El Teatro, a pesar de su vejez, se me presentó como en mi juventud.  Arrogante y orgulloso.  Por él pasaron en sus mejores años grandes figuras de la ópera y género chico: operetas y zarzuelas.  Construido allá por el año 1818, según los antiguos quillotanos su inauguración fue soberbia.  Ignoro quién fue su constructor, pero sí puedo decir que es el único teatro que se hizo sin fondos municipales, pues se construyó por erogación popular y tengo entendido que es el más antiguo de Chile, o uno de los más antiguos, ya que en Santiago el teatro primitivo funcionaba al aire libre y el actual Municipal fue construido en 1840 por don Hilarión Moreno, actor y literato argentino.  Quillota fue, pues, la ciudad que ostentó el primer Teatro Municipal, demostrando que la cultura parecía ser la raíz que el Mayaca ramificaba desde su cima  con su folclore que se desconoce pero que sirvió de pauta para lograr su estudio.  El famoso Batallón Quillota, que tomó parte en la guerra contra la Confederación peruana – boliviana, fue recibido en dicho teatro después de sus gloriosas acciones en Humay, batalla de Miraflores y entrada a Lima.
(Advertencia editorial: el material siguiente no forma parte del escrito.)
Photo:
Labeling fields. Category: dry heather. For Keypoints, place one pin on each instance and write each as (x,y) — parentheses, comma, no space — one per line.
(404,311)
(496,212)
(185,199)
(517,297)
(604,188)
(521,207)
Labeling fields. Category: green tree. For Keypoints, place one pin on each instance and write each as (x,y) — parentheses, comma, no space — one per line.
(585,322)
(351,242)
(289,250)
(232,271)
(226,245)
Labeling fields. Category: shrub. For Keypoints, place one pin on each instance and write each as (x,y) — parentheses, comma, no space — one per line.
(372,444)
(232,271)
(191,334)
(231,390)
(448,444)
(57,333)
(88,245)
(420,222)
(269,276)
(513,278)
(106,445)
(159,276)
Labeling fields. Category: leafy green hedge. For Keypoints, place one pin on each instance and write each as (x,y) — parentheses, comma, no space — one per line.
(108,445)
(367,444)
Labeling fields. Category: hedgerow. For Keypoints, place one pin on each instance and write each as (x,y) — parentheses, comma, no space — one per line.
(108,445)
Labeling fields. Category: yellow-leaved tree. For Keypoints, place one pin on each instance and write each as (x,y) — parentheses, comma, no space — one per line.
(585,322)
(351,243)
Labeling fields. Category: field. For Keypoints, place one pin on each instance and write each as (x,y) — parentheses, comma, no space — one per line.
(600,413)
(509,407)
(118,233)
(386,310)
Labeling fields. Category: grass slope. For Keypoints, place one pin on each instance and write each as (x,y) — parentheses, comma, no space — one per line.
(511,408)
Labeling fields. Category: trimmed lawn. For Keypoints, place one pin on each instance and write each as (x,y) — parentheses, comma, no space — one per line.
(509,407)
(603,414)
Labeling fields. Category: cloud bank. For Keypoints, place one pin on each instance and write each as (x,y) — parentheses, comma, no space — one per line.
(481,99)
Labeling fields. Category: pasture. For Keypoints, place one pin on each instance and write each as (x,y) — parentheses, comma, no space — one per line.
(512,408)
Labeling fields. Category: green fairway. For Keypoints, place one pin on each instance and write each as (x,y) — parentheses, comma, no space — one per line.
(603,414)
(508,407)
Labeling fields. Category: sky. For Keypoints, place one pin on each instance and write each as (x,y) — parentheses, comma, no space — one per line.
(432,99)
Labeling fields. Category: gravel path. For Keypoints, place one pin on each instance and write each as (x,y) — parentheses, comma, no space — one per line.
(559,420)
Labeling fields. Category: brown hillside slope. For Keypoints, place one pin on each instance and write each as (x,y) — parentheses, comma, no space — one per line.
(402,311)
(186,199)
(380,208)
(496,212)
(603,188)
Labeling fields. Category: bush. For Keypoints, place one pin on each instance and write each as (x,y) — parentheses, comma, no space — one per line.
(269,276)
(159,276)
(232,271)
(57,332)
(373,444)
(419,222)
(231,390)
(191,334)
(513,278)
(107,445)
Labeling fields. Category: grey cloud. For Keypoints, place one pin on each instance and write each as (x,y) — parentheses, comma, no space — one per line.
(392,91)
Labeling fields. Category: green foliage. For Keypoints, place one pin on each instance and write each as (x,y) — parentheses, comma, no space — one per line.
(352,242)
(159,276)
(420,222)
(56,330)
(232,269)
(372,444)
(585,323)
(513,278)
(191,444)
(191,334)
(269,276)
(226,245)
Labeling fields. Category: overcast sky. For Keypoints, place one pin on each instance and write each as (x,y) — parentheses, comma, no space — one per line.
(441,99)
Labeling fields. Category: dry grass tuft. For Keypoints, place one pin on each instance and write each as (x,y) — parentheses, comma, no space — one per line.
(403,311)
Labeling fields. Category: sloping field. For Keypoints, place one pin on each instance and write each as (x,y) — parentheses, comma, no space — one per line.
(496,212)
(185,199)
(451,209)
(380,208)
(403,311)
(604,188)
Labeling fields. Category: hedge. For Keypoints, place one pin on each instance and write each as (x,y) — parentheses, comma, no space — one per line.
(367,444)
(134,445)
Ese viejo teatro, del cual sólo queda la fachada del primer piso, era idéntico al Teatro “Santiago” de la capital, ubicado en calle Ahumada (ya no existe).  Predominaba el arte francés en su estilo.  Con palcos, plateas, anfiteatros y galerías.  Palco para las autoridades y el Palco Municipal.  Decoración al fuego en sus doseles y barandas y butacas tapizadas en terciopelo rojo.  Extenso proscenio con una acústica impecable y su gran “concha” para el consueta.  Camarines de lujo, de acuerdo a las comodidades de la época.  Amplio “foyer” donde los asistentes lucían sus tenidas mientras eran ubicados en sus respectivas acomodaciones.

Bajo el proscenio, que lucía hermosas cortinas de terciopelo rojo, en un amplio y cómodo espacio, se ubicaba la orquesta, que sólo se hacía sentir los domingos (función de gala), en las “Premieres” o cuando actuaban compañías o artistas de renombre internacional.  Era dirigida por el querido y aplaudido Maestro Palma, director a la vez y fundador de la Banda Municipal que los domingos y festivos nos deleitaba a la salida de la misa con su bien afiatada organización de  competentes y antiguos músicos.

Recuerdos y más recuerdos de mi viejo teatro.  Sus funciones se realizaban cuatro veces a la semana: martes, jueves, sábados y domingos.  Sólo los domingos teníamos tres funciones: matiné, vermut y noche.  En esos días el piano hacia sentir las vibrantes notas del tema en boga que una pianista interpretaba.  Una de esas personas era la esposa del Maestro Palma, o bien la Marta Aros, pianista titulada y gran folclorista, como asimismo excelente cantante de un registro maravilloso.  Era la persona indicada para cantar el Ave María en los matrimonios, igual que Dorita Simonetti, cuyos padres eran antiguos comerciantes de Quillota.  Su negocio estaba en la esquina de O`Higgins con María Isabel (actual Diego Echeverría).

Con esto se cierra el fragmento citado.